Through a doorway, I see Gale shirtless and shimmering with sweat while a doctor carefully pulls something from beneath his shoulder blade with a long pair of tweezers. Wounded, but alive. I make a mental note to thank him for all of this later. Plutarch had laid out every reason for me not to go: my leg, my importance, the fact that I’d needed sedation at least once since Katniss was gone. Not that that mattered to Gale when he volunteered. He and Katniss probably had their spoken vows of care and love, made because they wanted to, not because they had to—far beyond the quiet, unspoken promises that had tied Katniss and me together, feelings and promises born of necessity on her part.

“Finnick!” Something between a shriek and a cry of joy. A bedraggled, young woman—dark tangled hair, sea-green eyes—rushes toward us in nothing but a sheet. “Finnick!” And suddenly, it’s as if the world has disappeared, leaving only them. Two paints, chosen and willing, tumbling toward each other, their colors spilling and merging until there’s no edge between them—crashing, enfolding, and finally pressed against the wall, indistinguishable, one living, breathing stroke.
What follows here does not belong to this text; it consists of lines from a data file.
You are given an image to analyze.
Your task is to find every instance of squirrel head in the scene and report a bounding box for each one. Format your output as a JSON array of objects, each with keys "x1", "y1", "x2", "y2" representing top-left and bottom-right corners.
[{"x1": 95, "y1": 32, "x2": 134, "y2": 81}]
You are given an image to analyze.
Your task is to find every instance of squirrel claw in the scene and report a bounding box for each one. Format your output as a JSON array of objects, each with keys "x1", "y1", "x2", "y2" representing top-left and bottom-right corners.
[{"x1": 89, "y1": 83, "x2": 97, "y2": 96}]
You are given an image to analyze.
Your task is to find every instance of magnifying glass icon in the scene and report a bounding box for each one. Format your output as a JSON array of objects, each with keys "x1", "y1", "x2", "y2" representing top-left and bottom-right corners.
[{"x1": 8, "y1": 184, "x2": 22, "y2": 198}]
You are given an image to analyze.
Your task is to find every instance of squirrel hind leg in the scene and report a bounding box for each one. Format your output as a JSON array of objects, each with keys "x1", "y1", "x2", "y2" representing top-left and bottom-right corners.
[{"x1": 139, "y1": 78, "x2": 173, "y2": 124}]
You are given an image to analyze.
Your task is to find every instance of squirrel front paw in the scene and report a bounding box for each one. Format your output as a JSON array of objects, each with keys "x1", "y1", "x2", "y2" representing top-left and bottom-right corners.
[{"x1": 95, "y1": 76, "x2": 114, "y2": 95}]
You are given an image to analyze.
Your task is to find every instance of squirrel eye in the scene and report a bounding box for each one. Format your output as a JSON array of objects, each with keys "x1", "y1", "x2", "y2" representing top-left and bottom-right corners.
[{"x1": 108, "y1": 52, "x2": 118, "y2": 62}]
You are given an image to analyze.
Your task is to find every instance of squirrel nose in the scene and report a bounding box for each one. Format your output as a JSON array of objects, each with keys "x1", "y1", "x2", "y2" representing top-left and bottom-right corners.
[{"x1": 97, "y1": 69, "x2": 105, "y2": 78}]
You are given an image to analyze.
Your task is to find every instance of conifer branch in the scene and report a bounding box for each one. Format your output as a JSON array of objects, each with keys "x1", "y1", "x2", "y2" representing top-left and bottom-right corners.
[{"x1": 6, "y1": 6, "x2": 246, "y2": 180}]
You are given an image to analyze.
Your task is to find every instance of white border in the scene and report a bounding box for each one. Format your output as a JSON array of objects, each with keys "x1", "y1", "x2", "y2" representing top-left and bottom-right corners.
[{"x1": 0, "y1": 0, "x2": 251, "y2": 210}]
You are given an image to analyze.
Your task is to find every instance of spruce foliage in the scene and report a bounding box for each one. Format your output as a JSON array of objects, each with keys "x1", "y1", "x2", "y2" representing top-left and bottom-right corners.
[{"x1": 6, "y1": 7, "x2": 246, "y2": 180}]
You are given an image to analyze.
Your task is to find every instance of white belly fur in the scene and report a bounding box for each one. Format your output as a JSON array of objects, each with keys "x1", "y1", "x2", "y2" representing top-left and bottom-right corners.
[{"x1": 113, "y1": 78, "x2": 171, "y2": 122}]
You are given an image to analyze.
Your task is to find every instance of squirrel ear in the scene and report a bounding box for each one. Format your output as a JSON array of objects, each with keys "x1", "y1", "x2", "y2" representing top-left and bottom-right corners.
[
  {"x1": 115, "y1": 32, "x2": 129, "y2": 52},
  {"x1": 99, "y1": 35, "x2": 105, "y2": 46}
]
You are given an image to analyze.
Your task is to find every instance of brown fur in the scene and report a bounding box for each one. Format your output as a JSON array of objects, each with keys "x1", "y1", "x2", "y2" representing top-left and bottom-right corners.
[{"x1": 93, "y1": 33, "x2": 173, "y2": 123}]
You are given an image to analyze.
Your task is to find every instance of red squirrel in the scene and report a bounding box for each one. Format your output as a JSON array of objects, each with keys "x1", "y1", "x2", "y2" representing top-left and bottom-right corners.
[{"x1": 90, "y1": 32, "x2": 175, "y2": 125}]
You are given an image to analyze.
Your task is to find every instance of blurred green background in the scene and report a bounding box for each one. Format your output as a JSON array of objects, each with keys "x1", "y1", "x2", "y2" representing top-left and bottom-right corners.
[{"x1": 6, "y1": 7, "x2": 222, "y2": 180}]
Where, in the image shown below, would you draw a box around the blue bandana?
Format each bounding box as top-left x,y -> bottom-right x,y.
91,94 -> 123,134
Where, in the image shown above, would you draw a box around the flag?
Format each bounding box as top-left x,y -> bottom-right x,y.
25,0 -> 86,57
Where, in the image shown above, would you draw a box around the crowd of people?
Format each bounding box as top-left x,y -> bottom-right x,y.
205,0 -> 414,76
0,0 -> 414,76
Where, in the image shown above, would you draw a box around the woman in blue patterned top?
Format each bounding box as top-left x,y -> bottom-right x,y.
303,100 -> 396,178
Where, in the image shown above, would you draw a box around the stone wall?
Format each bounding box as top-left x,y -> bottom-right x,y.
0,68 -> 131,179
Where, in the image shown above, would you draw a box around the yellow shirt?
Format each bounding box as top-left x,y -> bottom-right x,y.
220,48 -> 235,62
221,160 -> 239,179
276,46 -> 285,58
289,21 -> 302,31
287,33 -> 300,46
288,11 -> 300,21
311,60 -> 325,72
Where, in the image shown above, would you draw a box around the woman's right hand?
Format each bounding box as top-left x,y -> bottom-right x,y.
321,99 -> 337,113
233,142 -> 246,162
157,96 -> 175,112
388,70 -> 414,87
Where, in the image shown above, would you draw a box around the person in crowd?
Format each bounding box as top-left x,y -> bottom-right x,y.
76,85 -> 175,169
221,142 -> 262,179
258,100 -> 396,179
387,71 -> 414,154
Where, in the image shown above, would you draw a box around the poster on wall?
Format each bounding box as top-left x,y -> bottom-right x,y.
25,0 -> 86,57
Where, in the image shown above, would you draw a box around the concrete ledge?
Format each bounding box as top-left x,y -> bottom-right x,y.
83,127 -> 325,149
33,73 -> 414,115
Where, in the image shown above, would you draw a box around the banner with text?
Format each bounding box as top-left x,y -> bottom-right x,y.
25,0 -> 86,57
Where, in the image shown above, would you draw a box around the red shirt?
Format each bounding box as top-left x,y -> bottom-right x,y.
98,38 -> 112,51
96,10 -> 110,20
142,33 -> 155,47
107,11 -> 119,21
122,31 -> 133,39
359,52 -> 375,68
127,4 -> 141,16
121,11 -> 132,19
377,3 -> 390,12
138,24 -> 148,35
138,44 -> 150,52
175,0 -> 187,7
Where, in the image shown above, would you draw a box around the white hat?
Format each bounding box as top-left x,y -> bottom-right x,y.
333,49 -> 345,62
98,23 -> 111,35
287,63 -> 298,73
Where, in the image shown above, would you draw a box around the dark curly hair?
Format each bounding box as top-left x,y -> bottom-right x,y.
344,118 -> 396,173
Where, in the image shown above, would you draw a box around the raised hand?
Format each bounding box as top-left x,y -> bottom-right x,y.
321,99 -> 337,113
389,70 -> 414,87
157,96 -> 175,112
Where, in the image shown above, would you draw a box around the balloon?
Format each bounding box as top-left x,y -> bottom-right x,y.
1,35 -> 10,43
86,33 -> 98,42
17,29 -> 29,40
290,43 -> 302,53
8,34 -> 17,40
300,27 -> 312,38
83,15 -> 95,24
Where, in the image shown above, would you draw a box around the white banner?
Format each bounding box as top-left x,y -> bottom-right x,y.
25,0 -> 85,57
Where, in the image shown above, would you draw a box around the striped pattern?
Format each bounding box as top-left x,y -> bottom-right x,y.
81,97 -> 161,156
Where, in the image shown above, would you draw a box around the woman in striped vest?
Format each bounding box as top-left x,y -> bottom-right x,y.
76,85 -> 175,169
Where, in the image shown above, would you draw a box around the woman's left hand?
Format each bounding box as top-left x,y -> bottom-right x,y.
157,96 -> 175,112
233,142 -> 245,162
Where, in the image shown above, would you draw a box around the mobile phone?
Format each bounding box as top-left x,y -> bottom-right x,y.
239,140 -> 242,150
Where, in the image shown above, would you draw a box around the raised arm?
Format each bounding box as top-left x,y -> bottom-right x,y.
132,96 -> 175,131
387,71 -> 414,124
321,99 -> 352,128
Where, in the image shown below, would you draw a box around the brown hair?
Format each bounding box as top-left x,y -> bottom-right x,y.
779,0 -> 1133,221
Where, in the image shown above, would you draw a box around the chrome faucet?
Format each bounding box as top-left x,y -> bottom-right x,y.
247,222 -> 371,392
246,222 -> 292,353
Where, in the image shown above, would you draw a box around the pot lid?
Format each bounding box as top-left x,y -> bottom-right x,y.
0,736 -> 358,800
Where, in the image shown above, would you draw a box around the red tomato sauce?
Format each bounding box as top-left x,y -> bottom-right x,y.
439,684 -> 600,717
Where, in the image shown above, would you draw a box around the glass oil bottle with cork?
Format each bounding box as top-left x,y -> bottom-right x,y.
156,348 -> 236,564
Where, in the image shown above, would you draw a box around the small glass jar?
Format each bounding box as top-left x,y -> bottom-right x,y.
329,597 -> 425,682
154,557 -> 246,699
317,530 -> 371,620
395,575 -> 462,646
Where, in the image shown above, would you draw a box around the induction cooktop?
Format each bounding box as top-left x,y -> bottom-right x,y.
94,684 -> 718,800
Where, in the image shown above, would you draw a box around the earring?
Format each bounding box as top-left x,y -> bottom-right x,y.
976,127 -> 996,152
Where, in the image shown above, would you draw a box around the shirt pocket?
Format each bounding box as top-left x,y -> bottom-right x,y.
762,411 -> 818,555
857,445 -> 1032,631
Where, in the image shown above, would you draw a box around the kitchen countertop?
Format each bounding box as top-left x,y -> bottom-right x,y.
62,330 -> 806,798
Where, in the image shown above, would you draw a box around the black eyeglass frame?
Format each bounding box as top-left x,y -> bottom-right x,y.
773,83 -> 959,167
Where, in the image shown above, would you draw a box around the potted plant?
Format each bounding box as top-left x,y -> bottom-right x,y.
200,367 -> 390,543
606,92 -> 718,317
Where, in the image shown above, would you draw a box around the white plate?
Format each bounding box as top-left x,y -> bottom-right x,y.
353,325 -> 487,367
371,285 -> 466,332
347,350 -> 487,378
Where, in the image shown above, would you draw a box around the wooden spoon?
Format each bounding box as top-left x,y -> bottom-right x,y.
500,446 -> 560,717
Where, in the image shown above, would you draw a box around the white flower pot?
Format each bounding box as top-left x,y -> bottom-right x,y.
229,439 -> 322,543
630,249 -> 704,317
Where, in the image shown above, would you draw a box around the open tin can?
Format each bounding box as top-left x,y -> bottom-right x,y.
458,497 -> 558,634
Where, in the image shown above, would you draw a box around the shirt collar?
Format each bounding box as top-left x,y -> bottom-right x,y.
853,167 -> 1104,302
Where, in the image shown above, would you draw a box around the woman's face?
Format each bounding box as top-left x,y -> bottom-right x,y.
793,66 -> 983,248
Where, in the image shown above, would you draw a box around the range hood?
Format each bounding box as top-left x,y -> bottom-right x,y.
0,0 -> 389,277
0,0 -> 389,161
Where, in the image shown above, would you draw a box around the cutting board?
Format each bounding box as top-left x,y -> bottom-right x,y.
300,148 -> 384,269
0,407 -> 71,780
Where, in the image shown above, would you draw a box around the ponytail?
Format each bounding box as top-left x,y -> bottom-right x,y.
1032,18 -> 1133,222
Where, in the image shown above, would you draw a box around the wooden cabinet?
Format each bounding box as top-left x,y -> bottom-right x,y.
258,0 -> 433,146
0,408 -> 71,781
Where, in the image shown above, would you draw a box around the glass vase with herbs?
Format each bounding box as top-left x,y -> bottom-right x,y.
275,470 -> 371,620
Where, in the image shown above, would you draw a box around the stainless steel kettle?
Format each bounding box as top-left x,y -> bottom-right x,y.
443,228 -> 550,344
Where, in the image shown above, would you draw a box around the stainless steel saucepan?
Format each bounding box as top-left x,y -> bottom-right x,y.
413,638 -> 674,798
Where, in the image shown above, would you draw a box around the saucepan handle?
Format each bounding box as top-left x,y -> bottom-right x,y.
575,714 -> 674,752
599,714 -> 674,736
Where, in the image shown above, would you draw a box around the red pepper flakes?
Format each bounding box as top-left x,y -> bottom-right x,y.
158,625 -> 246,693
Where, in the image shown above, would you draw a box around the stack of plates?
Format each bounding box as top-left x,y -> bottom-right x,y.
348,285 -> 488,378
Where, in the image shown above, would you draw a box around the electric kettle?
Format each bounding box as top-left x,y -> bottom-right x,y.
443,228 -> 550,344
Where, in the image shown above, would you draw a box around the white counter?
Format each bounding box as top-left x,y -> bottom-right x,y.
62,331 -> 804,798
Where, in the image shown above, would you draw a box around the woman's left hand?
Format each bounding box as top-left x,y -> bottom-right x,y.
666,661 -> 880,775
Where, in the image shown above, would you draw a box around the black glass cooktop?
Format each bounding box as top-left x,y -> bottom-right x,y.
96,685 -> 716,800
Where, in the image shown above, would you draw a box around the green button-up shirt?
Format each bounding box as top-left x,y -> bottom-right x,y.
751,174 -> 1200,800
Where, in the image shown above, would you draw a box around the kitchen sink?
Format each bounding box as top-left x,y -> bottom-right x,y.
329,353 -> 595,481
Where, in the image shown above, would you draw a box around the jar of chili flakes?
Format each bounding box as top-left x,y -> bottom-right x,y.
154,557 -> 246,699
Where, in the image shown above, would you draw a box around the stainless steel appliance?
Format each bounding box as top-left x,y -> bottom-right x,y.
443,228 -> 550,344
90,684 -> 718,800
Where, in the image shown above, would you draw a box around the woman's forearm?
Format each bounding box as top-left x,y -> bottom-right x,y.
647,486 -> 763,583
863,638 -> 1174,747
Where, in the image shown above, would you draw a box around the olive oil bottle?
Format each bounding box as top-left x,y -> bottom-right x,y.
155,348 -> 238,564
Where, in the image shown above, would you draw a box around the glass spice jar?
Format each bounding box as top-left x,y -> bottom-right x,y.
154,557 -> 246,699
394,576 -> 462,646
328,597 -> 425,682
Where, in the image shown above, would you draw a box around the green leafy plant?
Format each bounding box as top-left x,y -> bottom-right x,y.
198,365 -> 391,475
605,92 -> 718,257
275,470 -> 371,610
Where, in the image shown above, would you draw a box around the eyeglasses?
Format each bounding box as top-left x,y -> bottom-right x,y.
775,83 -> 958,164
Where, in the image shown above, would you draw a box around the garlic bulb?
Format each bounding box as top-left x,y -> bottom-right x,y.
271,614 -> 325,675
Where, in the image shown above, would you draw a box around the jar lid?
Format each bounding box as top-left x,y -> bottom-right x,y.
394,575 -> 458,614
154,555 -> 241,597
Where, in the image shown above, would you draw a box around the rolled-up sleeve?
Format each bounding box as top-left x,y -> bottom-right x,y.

It’s an image that pulls me straight back to Katniss. To the fleeting moments of closeness I stole, when we tangled together and, for a heartbeat, it felt like we were part of one another. Moments I can almost let myself believe made her just as happy as they made me.

Boggs, looking a little worse for wear but uninjured, finds Haymitch and me.“We got them all out. Except Enobaria. But since she’s from Two, we doubt she’s being held anyway. Katniss’s at the end of the hall. The effects of the gas are just wearing off. You should be there when she wakes.”

Just knowing she’s close feels like the dreary cloud that’s hung over me for the past six weeks is finally lifting, a ray of sunlight and blue sky breaking through. Soon she’ll be in my arms, her head resting on my chest, warm and strong, with a scowl I’d gladly spend the rest of my life turning into a laugh.

Haymitch’s grinning at me, and for the first time in four weeks, I look at him with warmth, grinning back. “Come on, then,” he says.

I’m swept up in giddiness and plans as we move forward. First, I’ll make sure she’s okay. Maybe I can sweet-talk my way into the kitchen and turn the bread rolls into something like cheese buns. But first I need to hold her. I know that will make her happy. From the Games to the three months I spent being a jerk, she’s always treated my hugs like gifts, folding herself into me with a trust and eagerness that makes my chest ache. Maybe we’ll even kiss like the beach, be close like the days before the Quell—memories I’ve carried like fragile treasures, held tight as I walk through District Thirteen, haunted and broken and scheming.

I owe Katniss an apology for saying she was the one most like Haymitch.

Katniss sits on the side of the bed, eyebrows furrowed, a scowl tugging at her lips as a trio of doctors flits around her, flashing lights in her eyes, checking her pulseShe’s lost too much weight; her face is exhausted, her braid a tangle. I’m already thinking about food, about getting Prim to fix her hair, when her gray eyes find mine. Her face softens a bit. I'm disappointed to see she doesn't jump up and run into my arms like she always does.

I run to her, my arms open engulfing her to my chest. I immediately know something is wrong when she stiffens against my touch. Nothing like the way she usually melts into me, her head tucked to find its spot against my heartbeat, fingers curling into me, holding on like she belongs there.

I let go and meet Katniss’s bewildered eyes, staring at me nothing like she has for the past year.